Shares of Singapore shipping and logistics firm Neptune Orient Lines (NPTOF)
(NOL) rose 7.5 percent on Tuesday, buoyed by its deal to buy U.S.-based GATX Logistics for $210.5 million in cash. "They (NOL) have always said logistics is going to be a growth area for them. So, having made a significant acquisition, people tend to look at it positively because they are moving in the right direction," said Seah Hiang Hong, head of research at Kim Eng Securities. NOL said the acquisition would boost revenues for the group's unit APL Logistics -- the vehicle used to buy GATX -- by 70 percent or more than $300 million. GATX, owned by GATX Corp. (GMT)
until last June, is the second largest warehouse-based contract logistic company in the United States with
about 21 million sq ft of warehousing space. NOL said the completion of the deal was expected to take place during the first quarter of this year.
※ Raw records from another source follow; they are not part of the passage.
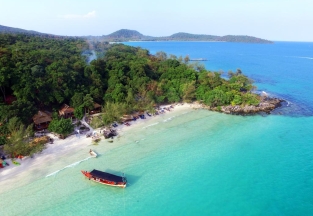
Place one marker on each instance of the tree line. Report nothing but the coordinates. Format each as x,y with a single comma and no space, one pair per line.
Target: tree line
44,73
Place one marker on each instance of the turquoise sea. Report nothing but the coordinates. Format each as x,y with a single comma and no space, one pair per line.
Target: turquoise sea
198,162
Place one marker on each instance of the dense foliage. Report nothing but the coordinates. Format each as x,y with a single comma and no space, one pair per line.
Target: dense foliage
44,73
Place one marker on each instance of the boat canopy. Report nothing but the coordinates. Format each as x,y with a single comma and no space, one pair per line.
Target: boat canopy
106,176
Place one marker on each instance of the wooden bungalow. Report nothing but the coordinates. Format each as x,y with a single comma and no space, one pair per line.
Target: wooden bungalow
42,120
127,118
66,111
96,109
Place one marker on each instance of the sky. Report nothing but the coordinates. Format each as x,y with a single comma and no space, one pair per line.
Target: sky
277,20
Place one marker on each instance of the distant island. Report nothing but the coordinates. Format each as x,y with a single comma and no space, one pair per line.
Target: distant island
132,35
125,35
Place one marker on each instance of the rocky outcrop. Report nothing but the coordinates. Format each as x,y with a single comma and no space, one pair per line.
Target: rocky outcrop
266,105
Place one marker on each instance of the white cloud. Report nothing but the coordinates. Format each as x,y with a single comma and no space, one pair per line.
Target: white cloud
89,15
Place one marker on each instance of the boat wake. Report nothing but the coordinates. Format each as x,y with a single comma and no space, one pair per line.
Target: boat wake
306,58
68,166
169,119
151,125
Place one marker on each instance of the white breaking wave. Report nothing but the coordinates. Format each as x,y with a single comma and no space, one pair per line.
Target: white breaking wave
151,125
169,119
304,57
68,166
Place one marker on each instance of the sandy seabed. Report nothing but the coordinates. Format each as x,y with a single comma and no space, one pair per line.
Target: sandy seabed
37,167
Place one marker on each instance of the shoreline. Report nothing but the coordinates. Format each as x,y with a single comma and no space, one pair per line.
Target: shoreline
61,153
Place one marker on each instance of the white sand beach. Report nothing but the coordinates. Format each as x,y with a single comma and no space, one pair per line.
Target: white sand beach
61,152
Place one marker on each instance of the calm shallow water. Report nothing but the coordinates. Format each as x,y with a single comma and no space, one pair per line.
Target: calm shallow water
200,162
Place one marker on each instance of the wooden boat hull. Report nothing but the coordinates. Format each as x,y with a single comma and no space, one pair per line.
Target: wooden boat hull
103,181
93,154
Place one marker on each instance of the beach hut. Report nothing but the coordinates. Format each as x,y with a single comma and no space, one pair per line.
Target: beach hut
96,109
42,120
66,111
126,118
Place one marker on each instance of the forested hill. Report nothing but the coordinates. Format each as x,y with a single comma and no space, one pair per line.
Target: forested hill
11,30
132,35
39,73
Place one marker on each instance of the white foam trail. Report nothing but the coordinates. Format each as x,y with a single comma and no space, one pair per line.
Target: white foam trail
51,174
303,57
68,166
307,58
169,119
151,125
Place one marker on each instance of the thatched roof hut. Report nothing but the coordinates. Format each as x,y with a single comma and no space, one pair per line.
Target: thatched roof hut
42,120
66,111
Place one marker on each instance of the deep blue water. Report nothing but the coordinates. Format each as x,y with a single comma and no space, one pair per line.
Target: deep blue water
198,162
283,69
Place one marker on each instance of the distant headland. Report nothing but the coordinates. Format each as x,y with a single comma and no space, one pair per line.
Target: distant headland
132,35
125,35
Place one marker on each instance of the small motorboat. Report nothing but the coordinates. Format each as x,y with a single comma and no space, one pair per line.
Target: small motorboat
106,178
16,163
93,153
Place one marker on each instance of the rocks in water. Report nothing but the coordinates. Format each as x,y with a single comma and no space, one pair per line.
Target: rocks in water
266,105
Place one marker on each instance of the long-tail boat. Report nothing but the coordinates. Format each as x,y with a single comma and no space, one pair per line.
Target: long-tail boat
105,178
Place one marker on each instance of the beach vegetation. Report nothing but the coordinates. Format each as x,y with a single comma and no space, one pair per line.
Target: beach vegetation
61,126
20,142
42,72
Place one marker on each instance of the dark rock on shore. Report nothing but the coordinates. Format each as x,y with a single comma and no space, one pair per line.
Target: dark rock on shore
266,106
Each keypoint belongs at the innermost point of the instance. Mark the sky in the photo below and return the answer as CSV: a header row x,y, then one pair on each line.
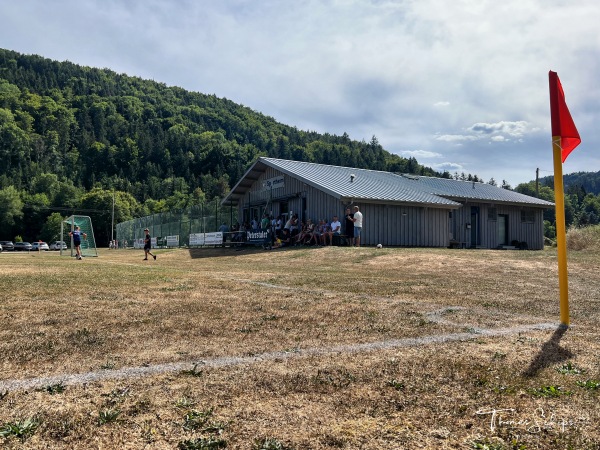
x,y
460,85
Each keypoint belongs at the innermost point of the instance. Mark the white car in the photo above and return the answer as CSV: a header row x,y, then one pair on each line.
x,y
39,246
58,245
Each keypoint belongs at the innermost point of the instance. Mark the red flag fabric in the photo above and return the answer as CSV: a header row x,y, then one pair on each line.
x,y
562,122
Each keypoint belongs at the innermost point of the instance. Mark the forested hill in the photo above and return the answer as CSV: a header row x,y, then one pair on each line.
x,y
97,128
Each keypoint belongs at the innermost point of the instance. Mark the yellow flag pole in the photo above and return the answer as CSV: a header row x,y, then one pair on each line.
x,y
561,232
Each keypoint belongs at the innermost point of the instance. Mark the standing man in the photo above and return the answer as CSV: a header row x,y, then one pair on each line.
x,y
76,236
336,229
148,245
357,219
349,226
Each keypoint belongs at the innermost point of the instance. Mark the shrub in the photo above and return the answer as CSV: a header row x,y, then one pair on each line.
x,y
587,238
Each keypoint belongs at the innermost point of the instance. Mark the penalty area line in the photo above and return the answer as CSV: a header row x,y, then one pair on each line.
x,y
225,361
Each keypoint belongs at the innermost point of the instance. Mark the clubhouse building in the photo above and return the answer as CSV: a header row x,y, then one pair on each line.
x,y
398,209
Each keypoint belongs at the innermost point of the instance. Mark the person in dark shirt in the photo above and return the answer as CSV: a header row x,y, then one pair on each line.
x,y
76,235
148,245
349,226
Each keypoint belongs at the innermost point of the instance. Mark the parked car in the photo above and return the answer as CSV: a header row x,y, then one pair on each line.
x,y
7,246
39,246
58,245
22,246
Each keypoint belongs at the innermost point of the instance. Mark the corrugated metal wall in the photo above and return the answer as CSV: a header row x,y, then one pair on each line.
x,y
487,226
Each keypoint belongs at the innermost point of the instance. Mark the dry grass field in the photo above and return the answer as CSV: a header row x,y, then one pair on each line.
x,y
305,348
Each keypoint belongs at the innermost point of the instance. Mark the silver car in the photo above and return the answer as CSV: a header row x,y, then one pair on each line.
x,y
39,246
22,246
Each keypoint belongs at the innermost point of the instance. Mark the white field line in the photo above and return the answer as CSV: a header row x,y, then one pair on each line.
x,y
224,361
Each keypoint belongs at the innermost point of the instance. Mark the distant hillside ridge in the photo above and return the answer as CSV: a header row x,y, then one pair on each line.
x,y
99,128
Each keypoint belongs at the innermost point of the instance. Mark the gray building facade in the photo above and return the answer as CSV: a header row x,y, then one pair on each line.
x,y
398,210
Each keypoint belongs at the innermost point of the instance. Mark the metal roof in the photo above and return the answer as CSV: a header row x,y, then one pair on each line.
x,y
372,185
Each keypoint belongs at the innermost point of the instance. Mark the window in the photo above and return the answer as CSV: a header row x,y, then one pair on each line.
x,y
527,215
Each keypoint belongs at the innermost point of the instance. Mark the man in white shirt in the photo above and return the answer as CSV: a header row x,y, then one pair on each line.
x,y
336,229
357,219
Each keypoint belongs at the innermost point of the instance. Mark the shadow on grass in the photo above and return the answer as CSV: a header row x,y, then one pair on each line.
x,y
550,353
212,252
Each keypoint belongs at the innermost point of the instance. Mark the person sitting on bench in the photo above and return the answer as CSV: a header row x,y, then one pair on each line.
x,y
336,229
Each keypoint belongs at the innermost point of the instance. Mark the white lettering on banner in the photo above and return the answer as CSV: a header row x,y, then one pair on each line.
x,y
273,183
206,238
197,239
252,236
173,241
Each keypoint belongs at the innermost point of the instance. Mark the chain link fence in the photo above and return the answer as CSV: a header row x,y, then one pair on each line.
x,y
203,218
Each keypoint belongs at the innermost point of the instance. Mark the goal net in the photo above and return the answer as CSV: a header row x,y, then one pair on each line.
x,y
88,243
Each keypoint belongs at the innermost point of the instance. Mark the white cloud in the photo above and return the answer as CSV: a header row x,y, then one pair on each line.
x,y
455,138
420,154
360,66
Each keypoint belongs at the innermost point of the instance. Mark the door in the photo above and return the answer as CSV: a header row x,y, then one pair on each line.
x,y
502,229
475,239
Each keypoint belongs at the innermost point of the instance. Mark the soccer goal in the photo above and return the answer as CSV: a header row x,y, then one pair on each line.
x,y
88,243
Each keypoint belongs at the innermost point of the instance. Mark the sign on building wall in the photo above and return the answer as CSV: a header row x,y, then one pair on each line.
x,y
173,241
215,238
273,183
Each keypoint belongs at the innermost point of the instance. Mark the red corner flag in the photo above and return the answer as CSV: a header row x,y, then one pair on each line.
x,y
562,122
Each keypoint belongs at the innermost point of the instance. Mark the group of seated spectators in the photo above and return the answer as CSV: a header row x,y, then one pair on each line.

An analyst at a local bank said profit figures for the U.S. company were not available, but the price paid appeared reasonable. "It is a fair price on the assumption that the company makes a net margin of about five to seven percent, which would equate it to an entry price-to-earnings multiple of about 18 times, which is fair for a logistics company," the analyst said. "We have a fair value of S$2.30 and have maintained a buy."